Garret Yount and colleagues at the California Pacific Medical Center Research Institute in San Francisco evaluated the potential effects of the Infratonic device on cultured human tumor cells. Garret’s group reported that Infratonic frequency emissions sensitize human glioblastoma cells to the chemotherapeutic agent 5-fluorouracil [Yount et al., 2004, http://www.ncbi.nlm.nih.gov/pubmed/15165405 ]. In a second study Rachlin and colleagues extended these findings by evaluating the potential for Infratonic device emissions to sensitize glioblastoma cells to cisplatin [Rachlin et al., 2012, http://www.ncbi.nlm.nih.gov/pubmed/23165942 ]. The results of this study demonstrate that the Infratonic chemosensitizes U87, U251, SF210, and SF188 glioblastoma cells to cisplatin and that these effects are contributed to in large part by increased membrane permeability.
The potential for infrasound to enhance cellular drug delivery is supported by a small number of studies indicating that exposure can influence cell membrane permeability. Svidovyi and colleagues, for example, studied the effects of infrasound on human erythrocytes in vitro as well as the organs of rats in vivo and reported increased membrane permeability [Svidovyi et al., 1987, 1985, http://www.ncbi.nlm.nih.gov/pubmed/2956159, http://www.ncbi.nlm.nih.gov/pubmed/4085820 ].
The precise mechanisms underlying infrasound-mediated permeabilization are not identified in these studies. Although research on the biological effects of infrasound is limited, relevant studies do exist. A computational analysis of the response of bilayer lipid membranes to pressure waves using molecular dynamics modeling demonstrates that transient permeabilization can be achieved and that membrane thickness and area per lipid are reduced in this instance. http://onlinelibrary.wiley.com/doi/10.1002/fld.1588/pdf .
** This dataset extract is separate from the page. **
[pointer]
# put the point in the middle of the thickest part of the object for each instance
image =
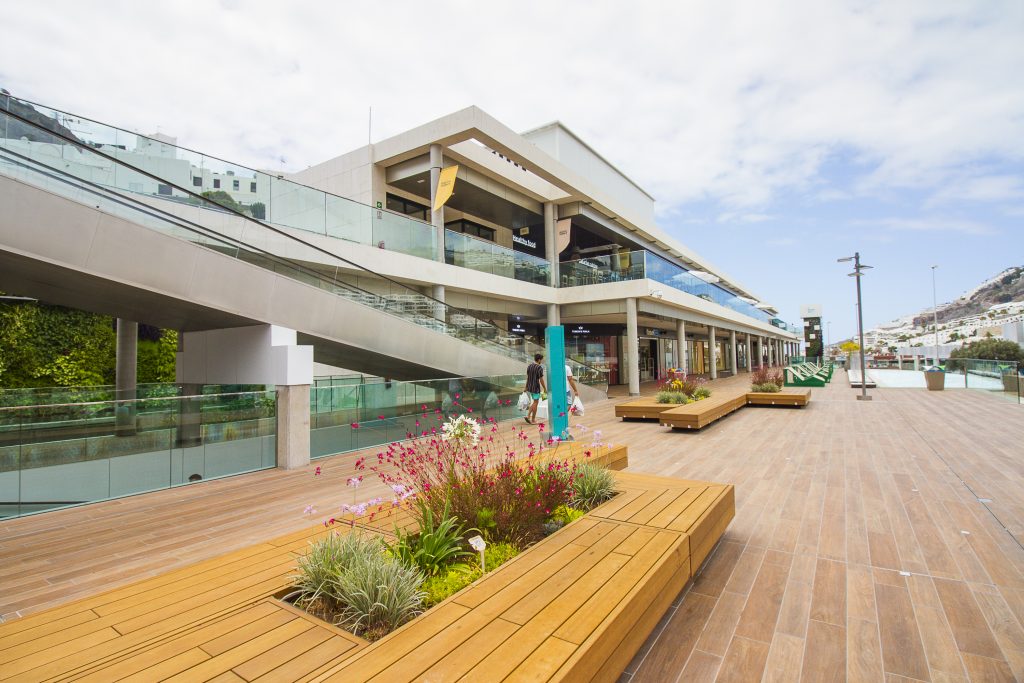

One early study investigating the responses of artificial bilayer membranes to infrasonic vibrations found that capacitive response decreased with increasing frequency over a narrow range (~0.2 Hz to ~10 Hz) [http://www.sciencedirect.com/science/article/pii/0021979771900105 ]. Interestingly, the parameters identified in the aforementioned permeability study are also determining factors of membrane capacitance. This supports the notion that cellular membrane permeabilization can be mediated by infrasound and perhaps can even be differentially responsive to specific frequency ranges, and suggests that the alteration of membrane thickness and area per lipid are potential underlying mechanisms. More research on the biological effects of infrasound will be necessary to evaluate its mechanism of actions in mammalian cells.